Diam-diam ia meringis. Bisa tidak Deo mengonfirmasi kemunculannya terlebih dahulu? Setidaknya persiapan mentalnya bisa dilakukan lebih awal. Belum lagi jika harus menghadapi mulut ekstra pedas si Bos, Ana harus menyiapkan ribuan amunisi agar tidak mati berdiri.

Mengangguk singkat, Deo menyembunyikan satu tangannya di saku celana. Tatapannya menginvasi meja kerja sekretarisnya yang cukup berantakan.

“Hari ini tidak ada lembur. Kamu boleh pulang lebih awal,” tuturnya tanpa basa-basi.

Ana menahan pekikan bahagia dengan menggigit bibir bawahnya. Demi apa si hater kudis meniadakan lembur? Itu artinya ia bisa bebas hangout dan pergi ke mall untuk memanjakan diri.

Tanpa perlu mempertanyakan keabsahan keputusan Deo, Ana segera menyambar tasnya. Rambutnya yang dicepol asal kembali dirapikan berikut dengan bedak di wajahnya.

Selama menjadi sekretaris Deo, ia betulan kurang piknik. Akhir minggu saja dihabiskan untuk mengerjakan laporan yang diminta oleh beliau. Ada saja tugas yang diinstruksikan untuknya. Satria sendiri sampai heran karena melihat adiknya yang berubah rajin keterlaluan dalam mengencani laptop dan kawan-kawan. Minggu yang seharusnya Ana habiskan untuk mejeng di kafe malah dipakai untuk lanjut bekerja.

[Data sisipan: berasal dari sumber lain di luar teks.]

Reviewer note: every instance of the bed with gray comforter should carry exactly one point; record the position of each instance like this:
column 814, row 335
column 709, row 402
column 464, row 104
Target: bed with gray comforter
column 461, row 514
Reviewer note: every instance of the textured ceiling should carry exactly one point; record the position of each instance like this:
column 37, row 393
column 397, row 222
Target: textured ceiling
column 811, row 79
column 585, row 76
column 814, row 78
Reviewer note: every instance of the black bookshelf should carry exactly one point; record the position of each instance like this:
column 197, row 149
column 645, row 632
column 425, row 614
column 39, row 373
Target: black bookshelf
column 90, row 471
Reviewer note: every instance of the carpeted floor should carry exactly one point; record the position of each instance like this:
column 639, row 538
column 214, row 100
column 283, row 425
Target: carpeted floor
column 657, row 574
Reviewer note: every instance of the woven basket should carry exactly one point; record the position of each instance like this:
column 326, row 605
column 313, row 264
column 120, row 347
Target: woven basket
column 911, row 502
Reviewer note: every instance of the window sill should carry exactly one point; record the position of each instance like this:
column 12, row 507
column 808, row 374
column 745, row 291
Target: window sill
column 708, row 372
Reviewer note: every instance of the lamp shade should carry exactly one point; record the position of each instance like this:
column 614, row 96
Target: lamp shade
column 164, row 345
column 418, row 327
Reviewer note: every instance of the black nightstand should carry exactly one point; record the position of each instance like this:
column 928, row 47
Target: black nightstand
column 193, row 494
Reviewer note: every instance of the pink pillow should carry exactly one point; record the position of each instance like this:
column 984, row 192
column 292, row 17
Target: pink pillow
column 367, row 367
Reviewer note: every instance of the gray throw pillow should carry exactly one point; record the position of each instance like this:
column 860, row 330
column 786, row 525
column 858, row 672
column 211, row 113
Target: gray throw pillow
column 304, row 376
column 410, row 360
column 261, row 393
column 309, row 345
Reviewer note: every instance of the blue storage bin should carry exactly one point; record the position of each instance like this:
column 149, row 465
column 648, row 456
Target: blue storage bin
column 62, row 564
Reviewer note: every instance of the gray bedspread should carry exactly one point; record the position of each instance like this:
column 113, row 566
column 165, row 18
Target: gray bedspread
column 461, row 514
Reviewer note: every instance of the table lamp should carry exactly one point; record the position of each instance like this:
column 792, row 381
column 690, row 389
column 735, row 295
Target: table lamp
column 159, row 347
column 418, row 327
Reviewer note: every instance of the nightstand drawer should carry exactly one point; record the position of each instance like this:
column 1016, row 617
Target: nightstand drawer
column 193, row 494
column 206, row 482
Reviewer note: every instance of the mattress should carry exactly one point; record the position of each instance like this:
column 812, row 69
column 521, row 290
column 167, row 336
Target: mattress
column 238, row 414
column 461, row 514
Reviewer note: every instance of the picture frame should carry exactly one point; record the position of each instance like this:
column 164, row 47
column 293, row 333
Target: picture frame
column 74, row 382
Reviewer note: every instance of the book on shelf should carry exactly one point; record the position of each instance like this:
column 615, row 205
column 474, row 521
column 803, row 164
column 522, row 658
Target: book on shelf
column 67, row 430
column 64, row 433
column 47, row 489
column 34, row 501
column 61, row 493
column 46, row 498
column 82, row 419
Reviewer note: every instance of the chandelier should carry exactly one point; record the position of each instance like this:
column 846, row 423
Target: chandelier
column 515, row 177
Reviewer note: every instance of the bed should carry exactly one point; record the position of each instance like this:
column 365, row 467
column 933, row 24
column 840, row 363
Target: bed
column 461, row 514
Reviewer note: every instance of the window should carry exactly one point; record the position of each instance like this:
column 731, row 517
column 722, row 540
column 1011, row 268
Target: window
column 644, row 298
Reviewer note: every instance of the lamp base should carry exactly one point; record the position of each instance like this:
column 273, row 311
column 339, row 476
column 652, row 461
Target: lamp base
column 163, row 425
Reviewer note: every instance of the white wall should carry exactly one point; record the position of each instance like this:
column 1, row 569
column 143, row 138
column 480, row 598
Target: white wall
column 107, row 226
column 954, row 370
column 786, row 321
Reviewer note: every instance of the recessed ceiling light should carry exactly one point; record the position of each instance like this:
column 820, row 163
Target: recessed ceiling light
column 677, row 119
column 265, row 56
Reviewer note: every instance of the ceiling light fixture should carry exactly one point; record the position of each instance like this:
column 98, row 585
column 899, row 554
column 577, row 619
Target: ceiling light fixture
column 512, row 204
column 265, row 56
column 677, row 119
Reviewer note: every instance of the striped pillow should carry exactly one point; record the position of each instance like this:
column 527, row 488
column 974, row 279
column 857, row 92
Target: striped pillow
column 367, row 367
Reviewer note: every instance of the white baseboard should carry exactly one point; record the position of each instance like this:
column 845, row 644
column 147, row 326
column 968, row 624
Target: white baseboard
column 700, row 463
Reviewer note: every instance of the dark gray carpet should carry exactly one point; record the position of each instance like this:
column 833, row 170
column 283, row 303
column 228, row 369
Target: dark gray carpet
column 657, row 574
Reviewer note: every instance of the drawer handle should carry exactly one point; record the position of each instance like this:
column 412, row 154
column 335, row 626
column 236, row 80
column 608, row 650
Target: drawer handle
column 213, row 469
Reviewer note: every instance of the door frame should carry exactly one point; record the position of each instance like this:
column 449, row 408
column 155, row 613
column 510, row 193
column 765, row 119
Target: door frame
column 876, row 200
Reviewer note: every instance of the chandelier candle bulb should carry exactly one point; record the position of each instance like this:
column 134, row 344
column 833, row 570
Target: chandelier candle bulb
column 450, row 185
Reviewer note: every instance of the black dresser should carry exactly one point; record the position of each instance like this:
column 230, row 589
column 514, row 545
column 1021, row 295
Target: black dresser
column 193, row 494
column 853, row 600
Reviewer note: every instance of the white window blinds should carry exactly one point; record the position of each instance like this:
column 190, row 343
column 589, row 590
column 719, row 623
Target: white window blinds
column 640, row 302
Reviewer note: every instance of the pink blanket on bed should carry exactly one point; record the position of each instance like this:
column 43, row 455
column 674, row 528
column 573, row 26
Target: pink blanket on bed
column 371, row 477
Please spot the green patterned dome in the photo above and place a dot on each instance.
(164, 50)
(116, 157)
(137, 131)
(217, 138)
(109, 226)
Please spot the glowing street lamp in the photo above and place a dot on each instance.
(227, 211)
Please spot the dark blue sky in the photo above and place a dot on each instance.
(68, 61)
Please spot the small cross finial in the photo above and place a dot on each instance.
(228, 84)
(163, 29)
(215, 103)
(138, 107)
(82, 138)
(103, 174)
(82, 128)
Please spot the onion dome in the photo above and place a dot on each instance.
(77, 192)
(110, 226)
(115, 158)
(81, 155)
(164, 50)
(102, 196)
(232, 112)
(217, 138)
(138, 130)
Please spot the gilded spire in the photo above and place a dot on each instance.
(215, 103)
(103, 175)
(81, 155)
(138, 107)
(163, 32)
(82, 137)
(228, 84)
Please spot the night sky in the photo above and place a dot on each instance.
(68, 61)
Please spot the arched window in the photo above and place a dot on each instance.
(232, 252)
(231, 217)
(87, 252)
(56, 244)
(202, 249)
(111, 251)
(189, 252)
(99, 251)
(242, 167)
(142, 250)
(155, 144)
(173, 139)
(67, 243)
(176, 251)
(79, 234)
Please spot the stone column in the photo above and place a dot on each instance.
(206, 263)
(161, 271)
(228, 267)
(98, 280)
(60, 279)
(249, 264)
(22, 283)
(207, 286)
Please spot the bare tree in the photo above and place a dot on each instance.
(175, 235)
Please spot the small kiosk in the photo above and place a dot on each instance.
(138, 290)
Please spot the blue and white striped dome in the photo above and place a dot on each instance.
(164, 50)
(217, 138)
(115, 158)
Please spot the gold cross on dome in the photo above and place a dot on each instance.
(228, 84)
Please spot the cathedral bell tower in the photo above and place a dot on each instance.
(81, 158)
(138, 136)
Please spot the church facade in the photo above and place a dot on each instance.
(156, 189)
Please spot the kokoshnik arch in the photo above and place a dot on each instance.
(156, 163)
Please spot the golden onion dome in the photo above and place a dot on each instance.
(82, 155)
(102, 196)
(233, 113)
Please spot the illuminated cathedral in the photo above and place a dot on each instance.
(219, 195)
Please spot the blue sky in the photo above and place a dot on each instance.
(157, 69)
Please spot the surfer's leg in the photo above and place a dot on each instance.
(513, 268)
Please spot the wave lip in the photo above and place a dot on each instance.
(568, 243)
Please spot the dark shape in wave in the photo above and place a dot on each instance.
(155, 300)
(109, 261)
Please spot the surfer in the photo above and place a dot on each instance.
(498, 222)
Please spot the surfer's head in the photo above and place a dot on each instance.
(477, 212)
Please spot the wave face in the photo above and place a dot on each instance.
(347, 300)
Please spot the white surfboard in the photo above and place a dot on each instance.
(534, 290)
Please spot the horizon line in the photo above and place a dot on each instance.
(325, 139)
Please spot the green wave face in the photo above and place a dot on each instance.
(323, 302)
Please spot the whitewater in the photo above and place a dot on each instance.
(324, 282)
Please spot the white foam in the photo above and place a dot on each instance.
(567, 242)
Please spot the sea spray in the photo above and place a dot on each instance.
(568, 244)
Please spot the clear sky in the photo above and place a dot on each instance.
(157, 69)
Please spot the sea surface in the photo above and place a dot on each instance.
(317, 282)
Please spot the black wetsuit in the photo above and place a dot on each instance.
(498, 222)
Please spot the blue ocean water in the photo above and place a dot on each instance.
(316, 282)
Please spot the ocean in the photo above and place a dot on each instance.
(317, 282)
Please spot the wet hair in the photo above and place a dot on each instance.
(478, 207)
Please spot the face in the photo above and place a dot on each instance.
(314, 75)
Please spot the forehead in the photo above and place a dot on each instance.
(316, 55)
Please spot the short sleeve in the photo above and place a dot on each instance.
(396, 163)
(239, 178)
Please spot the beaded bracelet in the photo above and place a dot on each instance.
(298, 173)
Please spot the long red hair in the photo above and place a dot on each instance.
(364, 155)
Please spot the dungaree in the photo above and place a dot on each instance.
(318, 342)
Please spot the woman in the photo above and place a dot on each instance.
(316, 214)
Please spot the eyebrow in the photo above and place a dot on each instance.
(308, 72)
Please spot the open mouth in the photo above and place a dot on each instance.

“Sebegitu bahagianya kamu tidak lembur?”

Deo tetaplah Deo. Aura kehadirannya sering kali tak kasatmata. Si bos belum beranjak dari posisi terakhirnya, namun Ana dengan tidak pekanya justru mengabaikannya. Ia menoleh. Kepalanya mendongak untuk bertemu pandang dengan pak bos yang sedikit lebih tinggi daripada dirinya.

“Bapak enggak tahu aja. Buat para pekerja macam saya nih, Pak, selain bonus tanggal tua, pulang cepat itu masuk ke dalam mimpi indah. Berhubung Pak Deo udah seenak jidat potong bonus saya, pulang cepat ini bonus lain, Pak.”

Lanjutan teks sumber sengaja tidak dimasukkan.